Canadian glass artist

Urve Manuel is a Canadian glass artist, based in Newfoundland and Labrador. During the 2022 Russian invasion of Ukraine, she created around 1,000 sun catchers to raise funds for Ukrainians; she ultimately collected about $46,000.

== Early life and education ==
Manuel has Estonian heritage through her grandfather. She attended university in Toronto before moving to Newfoundland and Labrador in around 2003. She was a firefighter and a sea kayak guide, and became a glass artist after becoming self-taught in around 2004 after attending glass work classes in the evening. She attended the United States for graduate classes in art.

== Career ==
Her glass work was exhibited in Toronto's One of a Kind Christmas show in 2013. She moved to Rocky Harbour, Newfoundland and Labrador, in 2015, where she founded a glass shop. As of 2022, she continues to work there.

One of her pieces is a recreation of an ice-fishing shack, which is made out of several panels of stained glass. The piece—which depicts the northern lights and the animals of Canada, including polar bears and fish—was inspired by her childhood; she, her siblings, and her grandfather would often go ice-fishing together.
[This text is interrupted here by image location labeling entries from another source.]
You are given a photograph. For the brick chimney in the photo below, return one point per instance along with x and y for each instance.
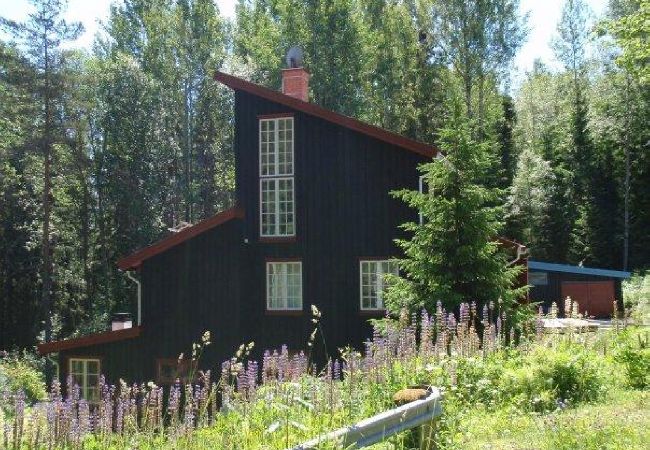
(295, 83)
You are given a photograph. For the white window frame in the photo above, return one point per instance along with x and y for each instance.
(278, 221)
(380, 278)
(284, 287)
(275, 177)
(84, 387)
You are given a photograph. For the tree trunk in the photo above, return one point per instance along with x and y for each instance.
(46, 270)
(626, 185)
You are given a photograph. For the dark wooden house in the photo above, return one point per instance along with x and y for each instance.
(314, 224)
(595, 290)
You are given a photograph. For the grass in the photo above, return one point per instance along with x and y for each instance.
(621, 421)
(574, 390)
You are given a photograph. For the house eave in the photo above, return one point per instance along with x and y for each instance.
(403, 142)
(89, 340)
(134, 261)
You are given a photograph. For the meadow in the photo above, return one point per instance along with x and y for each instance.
(503, 388)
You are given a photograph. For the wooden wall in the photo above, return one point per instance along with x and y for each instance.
(343, 213)
(552, 292)
(216, 281)
(186, 290)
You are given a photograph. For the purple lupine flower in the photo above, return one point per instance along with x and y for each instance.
(337, 370)
(464, 313)
(539, 324)
(283, 363)
(266, 366)
(451, 321)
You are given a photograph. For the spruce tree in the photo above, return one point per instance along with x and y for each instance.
(453, 255)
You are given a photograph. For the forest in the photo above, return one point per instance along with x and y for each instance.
(103, 151)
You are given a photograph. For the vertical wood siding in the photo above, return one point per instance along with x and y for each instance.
(216, 281)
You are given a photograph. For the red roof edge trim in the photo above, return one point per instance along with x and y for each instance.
(134, 260)
(309, 108)
(509, 243)
(88, 340)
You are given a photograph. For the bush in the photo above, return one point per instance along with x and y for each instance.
(633, 351)
(480, 379)
(22, 372)
(636, 297)
(550, 378)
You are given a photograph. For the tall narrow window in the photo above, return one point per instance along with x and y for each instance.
(374, 282)
(85, 374)
(284, 286)
(277, 200)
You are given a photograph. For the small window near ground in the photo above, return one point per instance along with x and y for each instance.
(373, 277)
(85, 374)
(538, 278)
(284, 286)
(171, 370)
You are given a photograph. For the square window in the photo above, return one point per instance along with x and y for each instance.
(85, 373)
(373, 282)
(284, 285)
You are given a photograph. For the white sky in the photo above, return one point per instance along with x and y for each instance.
(542, 21)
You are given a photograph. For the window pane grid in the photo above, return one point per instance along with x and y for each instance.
(277, 216)
(85, 374)
(276, 147)
(284, 285)
(277, 207)
(373, 282)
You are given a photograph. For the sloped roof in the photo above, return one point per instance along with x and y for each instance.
(317, 111)
(88, 340)
(134, 260)
(553, 267)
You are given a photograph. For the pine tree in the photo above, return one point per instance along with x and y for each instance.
(453, 255)
(43, 35)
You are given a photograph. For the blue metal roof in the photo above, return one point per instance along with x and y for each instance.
(552, 267)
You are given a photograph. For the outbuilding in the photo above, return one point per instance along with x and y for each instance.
(594, 289)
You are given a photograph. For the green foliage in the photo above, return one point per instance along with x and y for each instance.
(540, 379)
(633, 352)
(23, 372)
(452, 255)
(566, 375)
(631, 34)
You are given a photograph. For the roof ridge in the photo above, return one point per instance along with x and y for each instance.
(312, 109)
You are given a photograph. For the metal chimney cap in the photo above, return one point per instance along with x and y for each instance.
(294, 57)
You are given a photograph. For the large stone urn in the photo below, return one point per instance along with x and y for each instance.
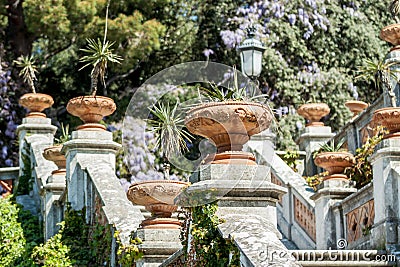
(390, 119)
(356, 106)
(334, 163)
(36, 103)
(158, 198)
(229, 125)
(91, 110)
(53, 153)
(313, 112)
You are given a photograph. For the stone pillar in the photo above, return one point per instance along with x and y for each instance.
(85, 144)
(311, 140)
(158, 245)
(55, 187)
(33, 125)
(393, 57)
(329, 192)
(386, 180)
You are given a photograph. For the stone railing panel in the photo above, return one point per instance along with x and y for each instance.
(118, 210)
(257, 240)
(305, 217)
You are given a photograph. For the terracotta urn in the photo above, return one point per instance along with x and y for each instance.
(390, 119)
(229, 125)
(158, 198)
(356, 106)
(53, 153)
(36, 103)
(334, 163)
(313, 112)
(391, 34)
(91, 110)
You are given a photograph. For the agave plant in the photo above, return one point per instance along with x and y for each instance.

It took several months to create, and was first displayed in 2022. In response to the 2022 Russian invasion of Ukraine, which led to a large number of refugees fleeing Ukraine, she began creating sun catchers to fund-raise for charities in Ukraine. She said her family's personal history of fleeing Estonia during Soviet occupation was similar to Ukrainians fleeing their own country. She initially planned to create 25 sun catchers a day, but a rise in demand led her to create more. In May 2022, after about two months of working on the fund-raising project, she sold about 1,000, and raised about $46,000 for various nonprofits.